When you run crm114 with the '-d' commandline option or place a 'debug' 
statement in your scripts, you can use the crm114 built-in debugger to 
debug/analyze your scripts.

These debugger commands are available (you can see the complete list when 
typing 'h' or '?' at the debugger prompt 'crm-dbg[...]>'):

a :var: /value/    - alter :var: to /value/

b <n>              - toggle breakpoint on line <n>

b <label>          - toggle breakpoint on <label>

b                  - show all existing breakpoints and their sscript source 
                     code line

c                  - continue execution till breakpoint or end or ... Note 
                     that this depends on the 'm' settings (see below at 'c 
                     <m>' for a list).

c <n>              - execute <number> more statements

c <m>              - execute next statement while setting executing <mode> 
                     to:

                       n / d    - reset to default: single step [into], 
                                  break at any line

                       i        - single step [into]
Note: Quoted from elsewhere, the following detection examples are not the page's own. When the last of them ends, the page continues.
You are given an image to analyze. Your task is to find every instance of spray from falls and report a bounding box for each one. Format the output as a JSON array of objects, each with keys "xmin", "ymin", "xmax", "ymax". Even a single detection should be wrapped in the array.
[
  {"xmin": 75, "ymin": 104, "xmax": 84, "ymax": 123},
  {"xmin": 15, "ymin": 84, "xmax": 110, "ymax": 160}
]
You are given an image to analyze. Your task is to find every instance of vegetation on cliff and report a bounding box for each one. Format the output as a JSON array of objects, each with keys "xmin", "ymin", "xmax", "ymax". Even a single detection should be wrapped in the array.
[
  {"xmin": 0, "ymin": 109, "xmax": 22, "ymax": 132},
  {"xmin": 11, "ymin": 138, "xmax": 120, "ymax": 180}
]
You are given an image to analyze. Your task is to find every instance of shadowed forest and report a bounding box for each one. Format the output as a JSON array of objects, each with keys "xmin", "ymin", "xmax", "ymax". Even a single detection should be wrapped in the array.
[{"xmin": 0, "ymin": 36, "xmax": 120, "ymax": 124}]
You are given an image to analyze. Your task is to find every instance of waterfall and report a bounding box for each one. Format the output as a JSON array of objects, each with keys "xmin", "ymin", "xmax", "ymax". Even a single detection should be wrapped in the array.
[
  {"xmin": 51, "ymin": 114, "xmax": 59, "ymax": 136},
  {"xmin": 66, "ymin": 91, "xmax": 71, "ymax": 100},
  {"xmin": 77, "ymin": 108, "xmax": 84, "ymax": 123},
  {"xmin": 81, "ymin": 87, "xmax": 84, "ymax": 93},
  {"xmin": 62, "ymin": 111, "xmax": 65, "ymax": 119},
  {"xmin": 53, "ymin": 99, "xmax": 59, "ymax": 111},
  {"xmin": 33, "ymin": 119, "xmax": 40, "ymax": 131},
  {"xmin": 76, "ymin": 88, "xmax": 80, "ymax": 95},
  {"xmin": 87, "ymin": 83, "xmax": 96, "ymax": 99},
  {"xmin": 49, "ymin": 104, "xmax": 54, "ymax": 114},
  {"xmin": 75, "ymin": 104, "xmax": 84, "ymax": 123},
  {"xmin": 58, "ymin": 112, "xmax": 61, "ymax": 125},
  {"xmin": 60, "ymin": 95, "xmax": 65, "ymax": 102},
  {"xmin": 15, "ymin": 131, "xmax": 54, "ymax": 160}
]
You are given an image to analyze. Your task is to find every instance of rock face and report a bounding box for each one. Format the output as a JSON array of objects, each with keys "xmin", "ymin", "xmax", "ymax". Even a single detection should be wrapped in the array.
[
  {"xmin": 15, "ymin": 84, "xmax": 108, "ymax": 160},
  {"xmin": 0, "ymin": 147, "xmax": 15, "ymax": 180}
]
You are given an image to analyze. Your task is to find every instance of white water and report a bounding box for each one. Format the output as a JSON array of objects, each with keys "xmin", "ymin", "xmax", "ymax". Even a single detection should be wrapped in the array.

                       s        - skip calls, i.e. skip to next stmt on same 
                                  call depth

                       o        - step out, i.e. skip to stmt after 
                                  'return'ing outa here

                       f        - 'fail': skip until } terminating this 
                                  scope block

                     Note: 'o' and 'f' are auto-reset: they're active only 
                           once.

                       a        - break at any statement

                       e        - break only at executable statements

                       x        - break at exceptions: when an [non]fatal 
                                  error or fault is triggered, the debugger 
                                  will pop up just prior to the moment where 
                                  CRM114 will select a suitable trap 
                                  catcher/handler.
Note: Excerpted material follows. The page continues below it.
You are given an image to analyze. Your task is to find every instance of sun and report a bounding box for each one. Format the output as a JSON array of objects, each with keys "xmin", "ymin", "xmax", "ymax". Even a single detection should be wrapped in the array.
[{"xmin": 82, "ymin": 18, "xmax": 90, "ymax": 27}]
                     Note: 'a'/'e'/'x' can be combined with any one of 
                     'i'/'s'/'o'/'f'. 'a' and 'e' are mutualy exclusive, 'x' 
                     stands on it's own.

c <m> <n>          - the above combined: set mode + step <n> statements

d                  - dump a list of all variables known to the program. This 
                     includes all 'system variables', i.e. variables 
                     starting with an '_' underscore, e.g. :_dw:

e <e>              - expand expression <e>; if none specified, show the 
                     previous one again. See the '+' command for a complete 
                     description of the <e> format.

                     NOTE that the 'regex to match available variables for 
                          adding to watch list' feature does NOT apply to 
                          'e': it only supports '<' indirection, next to 
                          literal expanded expressions such as

                            :*:good_pR__value:

                          to view the content of the script variable 
                          ':good_pR__value:'.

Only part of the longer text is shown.